McCarthy strikes the right note while Keane notes the strike rate
Cork balance regret at losing with vastly improved display as Kerry look to improve
Cork’s Kevin O’Donovan, Seán White and Liam O’Donovan show their dejection at the final whistle of Saturday’s Munster SFC Final against Kerry at Páirc Ui Chaoimh. Photograph: James Crombie/Inpho
Ronan McCarthy wasn’t struggling for words but to strike the right note. His Cork team have been reeling from one mortification to another over the past 12 months – huge championship defeats, a ground-breaking relegation to Division Three – but on Saturday night they rediscovered themselves by exerting real pressure on Kerry and going down by just a score.
“If I say that that’s fine, I’m saying that it’s almost okay to lose the game,” he mused. “We came up believing we would win the game and have fallen short.
“You lose a game – I’ll give an example: the 2016 All-Ireland semi-final between Dublin and Kerry, which Kerry lost. Even though they were beaten, they played with real honour.
“I felt our lads played with real honour tonight and spirit, but we have to regroup, learn from our mistakes, look forward to another big challenge. I’m sure we’re going to get another bumper team in the qualifiers but I’m looking forward to that.”
His Kerry counterpart Peter Keane was filing his first senior championship title but with it, sundry caveats as to how vulnerable they looked when Cork came at them. Three goals went in but concerns also extended to at least the same number that didn’t and, which on another day, could well.
“What did they get – 3-10? It was 13 scores to 20 and you’d think from that that you’d be happy but just the goal-scoring opportunities – we’ve got to stop them. If you look at some of them, particularly in the first half, they were opportunities that came from us not killing the ball above and they had an overlap coming against us.
“Some of the opportunities that they didn’t get off were because we recovered and got bodies in the way. You would have to praise that part of it too.”
For a young team, though, they showed mettle in that most testing of environments – a match you’re supposed to be winning that veers off-script.
“As you mentioned,” continued Keane, “there was 18,000 people but by Christ there was plenty of shouting going on for Cork at that stage and you could feel the momentum with them.

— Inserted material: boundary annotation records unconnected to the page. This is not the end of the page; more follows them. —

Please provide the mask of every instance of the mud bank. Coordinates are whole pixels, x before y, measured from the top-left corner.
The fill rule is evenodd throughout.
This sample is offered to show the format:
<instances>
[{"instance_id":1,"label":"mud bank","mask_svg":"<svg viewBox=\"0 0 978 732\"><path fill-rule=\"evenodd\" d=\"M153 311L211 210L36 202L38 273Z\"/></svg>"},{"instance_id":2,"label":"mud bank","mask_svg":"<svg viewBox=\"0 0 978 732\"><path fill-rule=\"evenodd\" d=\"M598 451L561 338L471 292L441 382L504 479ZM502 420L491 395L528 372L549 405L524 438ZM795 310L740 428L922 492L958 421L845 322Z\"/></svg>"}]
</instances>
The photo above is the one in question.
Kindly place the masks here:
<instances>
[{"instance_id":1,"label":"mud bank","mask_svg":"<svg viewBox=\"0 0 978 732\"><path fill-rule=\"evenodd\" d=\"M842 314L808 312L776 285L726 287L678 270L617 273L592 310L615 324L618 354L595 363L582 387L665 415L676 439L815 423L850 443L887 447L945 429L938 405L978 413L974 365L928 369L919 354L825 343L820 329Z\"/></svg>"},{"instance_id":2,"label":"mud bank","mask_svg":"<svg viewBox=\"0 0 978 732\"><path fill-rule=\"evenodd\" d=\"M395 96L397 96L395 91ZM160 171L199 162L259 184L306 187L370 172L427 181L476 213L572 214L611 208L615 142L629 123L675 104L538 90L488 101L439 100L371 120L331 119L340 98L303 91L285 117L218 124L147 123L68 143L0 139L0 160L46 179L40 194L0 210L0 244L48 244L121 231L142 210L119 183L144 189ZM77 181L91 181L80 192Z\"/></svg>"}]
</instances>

“We had five fellas playing in their first Munster final and I don’t know the numbers, I don’t know how many of them played in their first Munster final last year. So we’ve a very, very young team and for them to react and respond like that was very pleasing.”
Kerry move on to another crack at the Super 8s, while Cork, as McCarthy acknowledged, can head for the final round of the qualifiers with a new confidence that they too can make it to Broadway.
“The key thing in that is whoever we get in the draw we feel we’ll have the capability of beating them. But we’ll have to gather ourselves again, get back in Monday for recovery, be back in Tuesday. We will have regrets; that’s part of the learning process but if we learn from that, I think we’ll be a handful for anyone, whoever we get in the qualifiers.”